Nantoufik, pengurus PT Eka Gunung Tama Mandiri di Cikarang, mendesak pemerintah segera membuat undang-undang ketenagakerjaan baru. Ia menegaskan, perusahaan saat ini masih menunggu kejelasan aturan terkait outsourcing.
“Kami meminta pemerintah segera menyusun undang-undang ketenagakerjaan yang baru, bukan hanya merevisi aturan yang ada, terutama terkait outsourcing. Di tingkat perusahaan, kami masih menunggu regulasi tersebut karena dari sisi pekerja kami tidak bisa berbuat banyak,” ujarnya.
Mahasiswa bernama Wulan juga menyuarakan harapan agar peringatan Hari Buruh berdampak nyata bagi kesejahteraan pekerja. Ia berharap generasi muda tidak lagi menghadapi persoalan upah rendah dan minim perlindungan kerja.

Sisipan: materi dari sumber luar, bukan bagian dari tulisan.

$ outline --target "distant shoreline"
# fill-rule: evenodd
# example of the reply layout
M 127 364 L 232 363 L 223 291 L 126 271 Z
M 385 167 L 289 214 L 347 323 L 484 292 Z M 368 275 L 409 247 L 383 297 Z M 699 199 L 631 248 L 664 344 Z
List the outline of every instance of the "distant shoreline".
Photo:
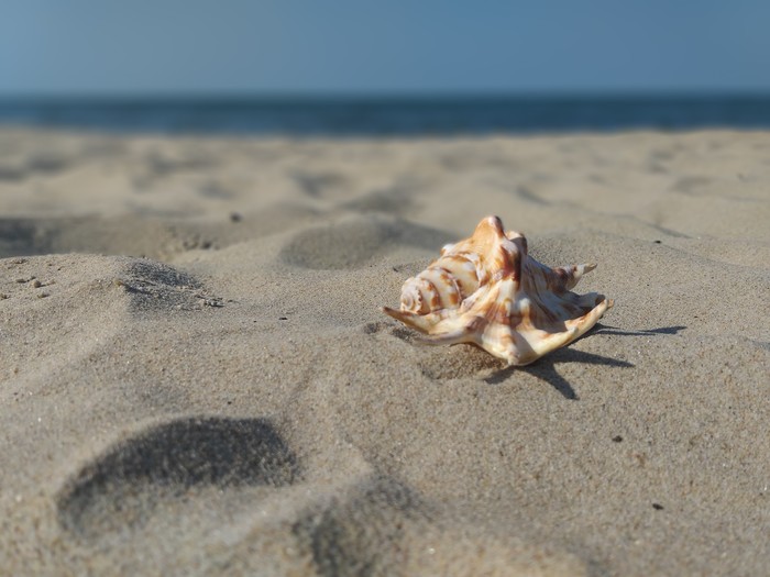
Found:
M 0 125 L 121 133 L 450 136 L 770 129 L 770 93 L 14 96 Z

“Sebagai mahasiswa yang akan memasuki dunia kerja, saya berharap para pekerja di Indonesia dapat memperoleh hak dan kesejahteraan yang layak. Saya juga berharap persoalan yang sama tidak terus berulang setiap tahun, seperti upah yang tidak sesuai atau kurangnya perlindungan kerja,” jelasnya.
Sejumlah buruh menilai pemerintah perlu mengambil langkah serius untuk menyelesaikan persoalan kesejahteraan yang terus berulang. Mereka menegaskan Hari Buruh harus menjadi momentum penyampaian aspirasi, bukan sekadar perayaan.